The red-billed scythebill's breeding seasons vary widely across its very large range. For instance, it nests between May and July in northern Venezuela and September to November in southern Brazil. It nests in a cavity in a tree or stump which it lines with leaves and other plant matter. The clutch size is one to three eggs though usually two; the incubation period and time to fledging are not known. Evidence suggests that both parents contribute to caring for the brood.

===Vocalization===

Like its breeding seasons, the red-billed scythebill's songs vary widely throughout its range.

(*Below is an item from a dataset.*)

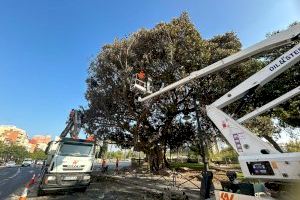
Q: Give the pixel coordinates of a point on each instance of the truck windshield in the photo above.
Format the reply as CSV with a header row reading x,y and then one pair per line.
x,y
75,149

One in Venezuela is "a rapid descending whinny...'we'he'he'he'he'he'he'e'e'e'e'e' ". In western Ecuador and Peru it is "a descending and gradually slowing series of fewer whistled notes, 'tuwee-tuwee-toowa-tew-tew' ". In northeastern Brazil the song is "a short series of fluted notes 'wuut wuut wit-wit-triffit' " that ascends at the end. The species also makes a variety of calls.

==Status==

The IUCN has assessed the red-billed scythebill as being of Least Concern. It has a very large range and an estimated population of at least 500,000 mature individuals, though the population is believed to be decreasing. No immediate threats have been identified. It is considered uncommon to fairly common, though local, over most of its range. It is scarce in Panama and at upper elevations. "At least some populations [are] believed to be highly sensitive to human disturbance."